Abstract

An orphan G protein-coupled receptor from the rat has recently been demonstrated to act as a transmembrane receptor for the nucleobase adenine. The receptor is possibly involved in nociception. Here we report the cloning and functional expression of an additional G_i-coupled receptor for adenine (Genbank accession code DQ386867). mRNA for this receptor was obtained from mouse brain and the mouse neuroblastoma x rat glioma hybrid cell line NG108-15. The new mouse protein sequence shares only 76% identity with that of the rat adenine receptor, suggesting that the receptors are not species homologs but distinct receptor subtypes. In human 1321N1 astrocytoma cells stably expressing the new mouse receptor, adenine and 2-fluoroadenine inhibited the isoproterenol-induced cAMP formation with IC₅₀ concentrations of 8 and 15 nM, respectively. The adenosine receptor antagonist 8-cyclopentyl-1,3-dipropylxanthine (DPCPX, 1 μM) as well as the P2 receptor antagonist suramin (300 μM) failed to change the responses to adenine. In contrast, pretreatment of cells with pertussis toxin abolished the effect of adenine.

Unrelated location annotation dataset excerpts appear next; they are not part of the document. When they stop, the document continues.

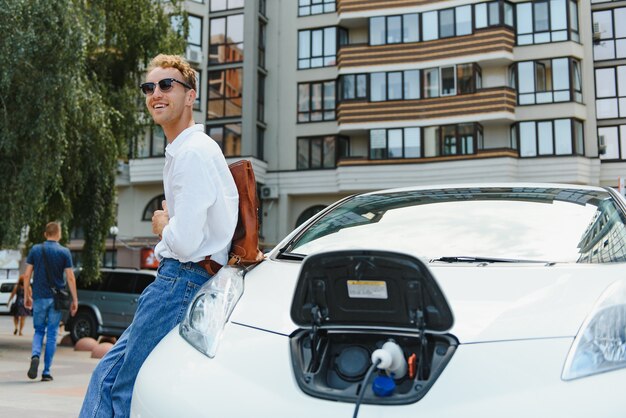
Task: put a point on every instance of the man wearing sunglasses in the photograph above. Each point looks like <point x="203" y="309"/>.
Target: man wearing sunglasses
<point x="195" y="229"/>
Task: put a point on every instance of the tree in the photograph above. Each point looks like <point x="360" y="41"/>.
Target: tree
<point x="70" y="107"/>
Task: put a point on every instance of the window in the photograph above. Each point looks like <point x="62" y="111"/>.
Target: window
<point x="197" y="104"/>
<point x="550" y="137"/>
<point x="261" y="98"/>
<point x="226" y="39"/>
<point x="315" y="7"/>
<point x="395" y="143"/>
<point x="614" y="138"/>
<point x="310" y="212"/>
<point x="228" y="137"/>
<point x="225" y="90"/>
<point x="316" y="101"/>
<point x="547" y="81"/>
<point x="612" y="32"/>
<point x="150" y="145"/>
<point x="459" y="139"/>
<point x="194" y="40"/>
<point x="262" y="38"/>
<point x="611" y="92"/>
<point x="353" y="86"/>
<point x="394" y="29"/>
<point x="154" y="204"/>
<point x="321" y="152"/>
<point x="397" y="85"/>
<point x="219" y="5"/>
<point x="318" y="47"/>
<point x="452" y="80"/>
<point x="545" y="21"/>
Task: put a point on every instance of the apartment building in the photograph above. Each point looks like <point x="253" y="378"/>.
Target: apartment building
<point x="334" y="97"/>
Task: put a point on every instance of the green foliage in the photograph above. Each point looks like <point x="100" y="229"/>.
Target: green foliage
<point x="70" y="107"/>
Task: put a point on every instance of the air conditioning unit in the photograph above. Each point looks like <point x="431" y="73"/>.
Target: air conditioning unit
<point x="269" y="192"/>
<point x="193" y="55"/>
<point x="601" y="145"/>
<point x="597" y="32"/>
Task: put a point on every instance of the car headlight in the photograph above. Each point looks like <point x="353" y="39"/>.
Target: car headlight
<point x="209" y="310"/>
<point x="600" y="344"/>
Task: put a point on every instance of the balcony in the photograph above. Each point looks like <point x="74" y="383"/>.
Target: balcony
<point x="346" y="6"/>
<point x="483" y="41"/>
<point x="499" y="99"/>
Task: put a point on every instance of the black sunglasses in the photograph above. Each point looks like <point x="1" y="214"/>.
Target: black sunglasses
<point x="164" y="85"/>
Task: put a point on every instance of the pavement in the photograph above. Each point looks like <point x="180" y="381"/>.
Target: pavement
<point x="24" y="398"/>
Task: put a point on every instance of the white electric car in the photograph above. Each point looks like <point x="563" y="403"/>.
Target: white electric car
<point x="505" y="300"/>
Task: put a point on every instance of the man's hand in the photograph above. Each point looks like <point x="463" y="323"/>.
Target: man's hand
<point x="73" y="307"/>
<point x="160" y="219"/>
<point x="28" y="302"/>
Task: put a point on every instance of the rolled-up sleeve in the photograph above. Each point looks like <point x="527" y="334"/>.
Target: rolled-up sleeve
<point x="194" y="191"/>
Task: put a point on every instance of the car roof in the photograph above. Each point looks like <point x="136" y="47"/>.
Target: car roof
<point x="488" y="185"/>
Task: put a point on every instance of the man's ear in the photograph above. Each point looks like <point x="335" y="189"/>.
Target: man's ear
<point x="191" y="98"/>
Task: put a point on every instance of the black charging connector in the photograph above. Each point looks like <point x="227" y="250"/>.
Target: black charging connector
<point x="366" y="379"/>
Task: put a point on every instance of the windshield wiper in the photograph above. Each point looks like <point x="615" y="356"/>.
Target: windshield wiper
<point x="468" y="259"/>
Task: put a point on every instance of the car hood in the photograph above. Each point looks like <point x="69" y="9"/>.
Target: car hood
<point x="493" y="302"/>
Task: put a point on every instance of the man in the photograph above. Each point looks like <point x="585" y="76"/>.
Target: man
<point x="48" y="261"/>
<point x="196" y="226"/>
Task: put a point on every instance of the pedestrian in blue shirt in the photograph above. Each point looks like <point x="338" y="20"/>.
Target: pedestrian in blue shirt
<point x="47" y="261"/>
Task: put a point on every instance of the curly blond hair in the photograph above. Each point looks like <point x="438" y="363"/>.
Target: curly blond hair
<point x="177" y="62"/>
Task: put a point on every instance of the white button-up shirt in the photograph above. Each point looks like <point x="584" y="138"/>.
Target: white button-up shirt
<point x="202" y="200"/>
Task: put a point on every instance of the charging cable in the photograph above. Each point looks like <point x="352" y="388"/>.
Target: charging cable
<point x="390" y="358"/>
<point x="366" y="379"/>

When the novel adenine receptor was expressed in Sf21 insect cells, a specific binding site for [³H]adenine was detected. In competition assays, the rank order of potency of selected ligands was identical to that obtained in membranes from NG108-15 cells and rat brain cortex (adenine > 2-fluoroadenine > 7-methyladenine > 1-methyladenine ≫ N⁶-dimethyladenine). In summary, our data show that a second mammalian DNA sequence encodes for a G_i-coupled GPCR activated by low, nanomolar concentrations of adenine.